China’s central bank on Monday said it had recently summoned banks and payment institutions, including top state-owned banks and Alibaba-backed Alipay, to order harder crackdowns on cryptocurrency trading.
The institutions cannot provide crypto-related products or services, including account opening and clearing, said the People’s Bank of China (PBOC) in a statement, adding they should cut payment channels for cryptocurrency trading.
The move came shortly after the country’s crackdown on cryptocurrency “mining” in several provinces, including the most recent one in the southwestern province of Sichuan, where the closure of 26 suspected cryptocurrency mining projects was ordered.
Cryptocurrency has caught the eye of the Chinese government in recent years, and scrutiny over the virtual industry escalated last month when the State Council, China’s cabinet, vowed to clamp down on bitcoin mining and trading as part of measures to prevent financial risks.
Days before the move from the State Council, three Chinese financial regulators banned financial institutions from crypto-related businesses.
The PBOC also urged the financial institutions to analyze the characteristics of crypto-related transactions and advance technology to improve monitoring capability.

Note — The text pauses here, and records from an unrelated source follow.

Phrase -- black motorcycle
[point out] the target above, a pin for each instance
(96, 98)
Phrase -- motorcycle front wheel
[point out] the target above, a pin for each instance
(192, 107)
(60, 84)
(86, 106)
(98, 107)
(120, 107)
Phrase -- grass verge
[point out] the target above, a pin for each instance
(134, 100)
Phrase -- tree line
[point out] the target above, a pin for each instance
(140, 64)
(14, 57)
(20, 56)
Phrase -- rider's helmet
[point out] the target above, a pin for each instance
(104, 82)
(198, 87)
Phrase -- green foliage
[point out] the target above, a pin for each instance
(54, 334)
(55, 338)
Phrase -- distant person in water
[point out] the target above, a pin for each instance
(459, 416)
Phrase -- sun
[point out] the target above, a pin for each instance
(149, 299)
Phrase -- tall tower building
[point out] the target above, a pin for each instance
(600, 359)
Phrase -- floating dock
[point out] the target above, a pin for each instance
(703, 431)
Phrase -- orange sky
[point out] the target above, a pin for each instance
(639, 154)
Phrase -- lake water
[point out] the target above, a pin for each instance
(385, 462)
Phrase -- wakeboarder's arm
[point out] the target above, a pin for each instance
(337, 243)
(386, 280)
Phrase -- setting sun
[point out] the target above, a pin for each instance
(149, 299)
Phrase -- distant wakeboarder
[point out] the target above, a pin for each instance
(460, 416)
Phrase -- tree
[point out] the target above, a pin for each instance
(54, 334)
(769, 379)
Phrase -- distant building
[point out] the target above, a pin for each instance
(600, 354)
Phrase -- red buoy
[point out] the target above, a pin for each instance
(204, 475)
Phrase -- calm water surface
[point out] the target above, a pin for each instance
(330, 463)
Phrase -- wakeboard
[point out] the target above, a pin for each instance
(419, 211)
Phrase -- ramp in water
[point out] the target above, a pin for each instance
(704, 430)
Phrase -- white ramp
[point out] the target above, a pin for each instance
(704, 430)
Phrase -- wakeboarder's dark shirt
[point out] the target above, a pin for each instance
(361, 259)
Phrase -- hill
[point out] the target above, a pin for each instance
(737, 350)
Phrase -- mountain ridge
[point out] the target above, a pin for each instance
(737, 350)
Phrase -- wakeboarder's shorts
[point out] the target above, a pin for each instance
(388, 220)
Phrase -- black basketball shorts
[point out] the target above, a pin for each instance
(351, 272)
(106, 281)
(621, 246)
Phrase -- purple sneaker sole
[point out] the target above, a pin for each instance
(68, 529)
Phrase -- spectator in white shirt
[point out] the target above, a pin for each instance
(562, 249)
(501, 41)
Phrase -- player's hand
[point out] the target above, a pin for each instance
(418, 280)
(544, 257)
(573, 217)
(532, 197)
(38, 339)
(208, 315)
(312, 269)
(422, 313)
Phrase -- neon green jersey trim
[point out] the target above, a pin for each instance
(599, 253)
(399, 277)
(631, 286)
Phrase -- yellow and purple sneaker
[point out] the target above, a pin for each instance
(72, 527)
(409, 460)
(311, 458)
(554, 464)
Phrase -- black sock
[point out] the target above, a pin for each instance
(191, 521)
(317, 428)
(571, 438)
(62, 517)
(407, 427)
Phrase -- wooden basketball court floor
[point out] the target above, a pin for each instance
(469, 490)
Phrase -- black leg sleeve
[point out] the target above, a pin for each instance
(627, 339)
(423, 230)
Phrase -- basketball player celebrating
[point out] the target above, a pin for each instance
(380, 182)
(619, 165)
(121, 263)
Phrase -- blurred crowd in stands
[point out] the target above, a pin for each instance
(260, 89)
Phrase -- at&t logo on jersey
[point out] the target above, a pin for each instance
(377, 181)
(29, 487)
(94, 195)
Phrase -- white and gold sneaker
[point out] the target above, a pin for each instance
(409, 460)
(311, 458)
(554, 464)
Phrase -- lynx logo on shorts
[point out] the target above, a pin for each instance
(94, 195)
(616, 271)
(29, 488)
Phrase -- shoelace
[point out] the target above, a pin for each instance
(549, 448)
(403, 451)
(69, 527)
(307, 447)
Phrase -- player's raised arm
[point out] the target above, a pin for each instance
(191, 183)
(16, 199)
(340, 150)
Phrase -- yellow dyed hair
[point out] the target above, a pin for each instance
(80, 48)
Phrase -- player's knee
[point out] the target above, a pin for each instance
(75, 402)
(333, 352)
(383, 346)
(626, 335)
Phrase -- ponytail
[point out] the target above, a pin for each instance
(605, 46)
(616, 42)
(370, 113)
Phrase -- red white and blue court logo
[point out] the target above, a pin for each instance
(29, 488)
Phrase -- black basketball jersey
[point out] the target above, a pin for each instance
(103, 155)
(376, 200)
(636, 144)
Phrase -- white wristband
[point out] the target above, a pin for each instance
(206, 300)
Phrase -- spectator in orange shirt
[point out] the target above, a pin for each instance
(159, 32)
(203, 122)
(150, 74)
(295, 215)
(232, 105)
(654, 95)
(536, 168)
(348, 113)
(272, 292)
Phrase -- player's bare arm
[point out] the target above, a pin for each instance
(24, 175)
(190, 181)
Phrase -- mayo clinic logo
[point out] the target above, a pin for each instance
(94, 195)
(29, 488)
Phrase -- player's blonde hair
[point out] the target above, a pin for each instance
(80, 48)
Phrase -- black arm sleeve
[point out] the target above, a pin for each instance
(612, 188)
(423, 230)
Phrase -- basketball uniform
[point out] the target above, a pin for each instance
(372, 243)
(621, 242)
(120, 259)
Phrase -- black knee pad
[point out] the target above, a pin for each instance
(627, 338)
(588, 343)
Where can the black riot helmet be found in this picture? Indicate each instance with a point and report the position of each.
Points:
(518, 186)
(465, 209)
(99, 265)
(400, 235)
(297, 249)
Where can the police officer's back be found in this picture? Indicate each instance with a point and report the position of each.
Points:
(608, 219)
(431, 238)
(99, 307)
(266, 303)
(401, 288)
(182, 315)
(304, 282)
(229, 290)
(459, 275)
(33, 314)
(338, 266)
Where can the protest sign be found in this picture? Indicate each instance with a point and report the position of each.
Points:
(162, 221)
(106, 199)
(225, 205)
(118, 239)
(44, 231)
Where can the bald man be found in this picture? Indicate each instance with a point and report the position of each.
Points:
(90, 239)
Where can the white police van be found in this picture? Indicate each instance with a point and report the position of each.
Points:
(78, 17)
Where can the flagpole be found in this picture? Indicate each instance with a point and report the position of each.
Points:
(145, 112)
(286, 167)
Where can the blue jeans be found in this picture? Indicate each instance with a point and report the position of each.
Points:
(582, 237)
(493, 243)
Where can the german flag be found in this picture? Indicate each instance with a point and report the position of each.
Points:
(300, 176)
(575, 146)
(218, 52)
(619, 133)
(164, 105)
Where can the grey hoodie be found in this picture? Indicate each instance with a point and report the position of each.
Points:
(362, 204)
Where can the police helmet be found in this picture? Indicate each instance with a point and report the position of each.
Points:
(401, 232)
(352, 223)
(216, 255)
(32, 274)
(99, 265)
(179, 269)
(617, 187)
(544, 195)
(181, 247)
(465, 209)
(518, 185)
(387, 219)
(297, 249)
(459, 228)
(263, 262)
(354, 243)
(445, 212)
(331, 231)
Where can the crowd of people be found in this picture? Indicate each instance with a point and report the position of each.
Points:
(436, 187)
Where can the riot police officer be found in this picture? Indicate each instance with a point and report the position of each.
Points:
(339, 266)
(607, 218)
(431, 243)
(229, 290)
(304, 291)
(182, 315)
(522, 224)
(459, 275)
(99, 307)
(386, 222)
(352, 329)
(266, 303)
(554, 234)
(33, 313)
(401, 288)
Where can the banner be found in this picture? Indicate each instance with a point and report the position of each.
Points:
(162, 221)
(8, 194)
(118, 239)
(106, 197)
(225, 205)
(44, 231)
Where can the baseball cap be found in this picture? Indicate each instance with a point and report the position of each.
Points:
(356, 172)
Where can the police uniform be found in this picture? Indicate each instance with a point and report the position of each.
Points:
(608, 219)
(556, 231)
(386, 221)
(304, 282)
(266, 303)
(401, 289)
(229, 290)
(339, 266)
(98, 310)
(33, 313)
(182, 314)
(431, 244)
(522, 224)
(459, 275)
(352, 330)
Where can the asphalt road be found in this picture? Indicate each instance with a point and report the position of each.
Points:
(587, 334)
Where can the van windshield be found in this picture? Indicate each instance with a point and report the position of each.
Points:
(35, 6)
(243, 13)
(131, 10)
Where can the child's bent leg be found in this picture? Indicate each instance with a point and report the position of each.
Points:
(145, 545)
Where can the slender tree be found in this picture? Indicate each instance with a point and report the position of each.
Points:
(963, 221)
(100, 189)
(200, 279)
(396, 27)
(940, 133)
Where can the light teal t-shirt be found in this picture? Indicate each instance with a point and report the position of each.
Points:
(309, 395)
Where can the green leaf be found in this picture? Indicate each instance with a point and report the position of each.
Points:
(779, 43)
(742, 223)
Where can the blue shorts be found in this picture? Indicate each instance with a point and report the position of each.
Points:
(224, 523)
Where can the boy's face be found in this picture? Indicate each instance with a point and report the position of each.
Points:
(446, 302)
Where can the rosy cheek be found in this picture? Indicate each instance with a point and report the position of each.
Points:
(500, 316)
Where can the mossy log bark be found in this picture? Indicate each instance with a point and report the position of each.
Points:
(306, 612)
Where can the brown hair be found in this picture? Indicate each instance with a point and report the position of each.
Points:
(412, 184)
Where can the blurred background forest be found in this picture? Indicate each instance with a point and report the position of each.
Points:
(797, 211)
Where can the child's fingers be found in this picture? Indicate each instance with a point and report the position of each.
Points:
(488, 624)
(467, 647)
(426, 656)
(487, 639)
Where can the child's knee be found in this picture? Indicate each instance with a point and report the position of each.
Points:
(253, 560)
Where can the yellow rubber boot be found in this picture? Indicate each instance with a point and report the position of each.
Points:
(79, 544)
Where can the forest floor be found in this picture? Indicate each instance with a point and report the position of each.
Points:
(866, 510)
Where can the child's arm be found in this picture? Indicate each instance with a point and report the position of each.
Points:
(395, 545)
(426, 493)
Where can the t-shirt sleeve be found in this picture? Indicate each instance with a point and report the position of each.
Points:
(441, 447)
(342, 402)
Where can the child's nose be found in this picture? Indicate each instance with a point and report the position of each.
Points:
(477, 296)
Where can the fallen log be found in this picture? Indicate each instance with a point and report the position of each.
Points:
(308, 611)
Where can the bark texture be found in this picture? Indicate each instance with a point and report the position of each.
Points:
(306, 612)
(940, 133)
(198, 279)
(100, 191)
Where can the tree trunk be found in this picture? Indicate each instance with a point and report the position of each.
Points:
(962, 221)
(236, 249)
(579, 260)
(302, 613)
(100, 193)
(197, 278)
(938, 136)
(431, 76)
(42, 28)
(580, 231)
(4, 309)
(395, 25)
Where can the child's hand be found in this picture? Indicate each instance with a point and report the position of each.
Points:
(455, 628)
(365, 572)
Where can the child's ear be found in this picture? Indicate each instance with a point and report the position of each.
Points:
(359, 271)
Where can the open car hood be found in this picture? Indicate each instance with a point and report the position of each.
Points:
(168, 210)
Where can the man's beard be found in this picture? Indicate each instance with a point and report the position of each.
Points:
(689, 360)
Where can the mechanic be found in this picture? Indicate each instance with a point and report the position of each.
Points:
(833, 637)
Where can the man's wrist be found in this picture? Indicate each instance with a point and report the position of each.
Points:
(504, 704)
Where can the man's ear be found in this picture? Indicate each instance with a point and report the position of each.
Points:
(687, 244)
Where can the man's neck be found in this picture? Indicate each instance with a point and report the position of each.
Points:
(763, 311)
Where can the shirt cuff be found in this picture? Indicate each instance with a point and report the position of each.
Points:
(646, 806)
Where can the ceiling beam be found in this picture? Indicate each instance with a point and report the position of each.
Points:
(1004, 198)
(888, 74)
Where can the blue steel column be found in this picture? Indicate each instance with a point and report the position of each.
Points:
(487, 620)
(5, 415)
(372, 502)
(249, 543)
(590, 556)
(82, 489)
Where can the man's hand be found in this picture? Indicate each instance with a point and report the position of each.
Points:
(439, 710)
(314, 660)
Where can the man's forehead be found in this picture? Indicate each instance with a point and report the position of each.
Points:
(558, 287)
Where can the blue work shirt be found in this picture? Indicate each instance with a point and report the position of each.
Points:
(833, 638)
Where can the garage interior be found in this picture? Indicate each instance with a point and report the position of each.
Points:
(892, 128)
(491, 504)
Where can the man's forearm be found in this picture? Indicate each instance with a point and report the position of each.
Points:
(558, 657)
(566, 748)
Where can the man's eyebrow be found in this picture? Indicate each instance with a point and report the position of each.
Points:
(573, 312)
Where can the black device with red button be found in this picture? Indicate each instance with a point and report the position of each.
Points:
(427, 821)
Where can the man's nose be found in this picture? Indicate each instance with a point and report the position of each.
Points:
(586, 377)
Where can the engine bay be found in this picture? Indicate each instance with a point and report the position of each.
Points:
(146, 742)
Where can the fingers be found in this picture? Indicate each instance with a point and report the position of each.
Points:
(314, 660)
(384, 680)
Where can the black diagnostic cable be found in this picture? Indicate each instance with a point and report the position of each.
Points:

The central bank did not specify when the summons took place.
Soon after PBOC’s notice was published, major state-lenders including the Industrial and Commercial Bank of China and the Agricultural Bank of China, along with Ant Group’s Alipay, announced measures to prevent cryptocurrency trading, in accordance with relevant requirements from the PBOC.
China powers most of the world’s bitcoin mining. According to data from the Cambridge Center for Alternative Finance, China accounted for over 70 percent of the world’s computing power for bitcoin between September 2019 and April 2020.
Bitcoin stood at $32,972 each as of 2:45 p.m. GMT, dipping 3.47 percent in 24 hours. The price is less than half its all-time high in April of over $63,500.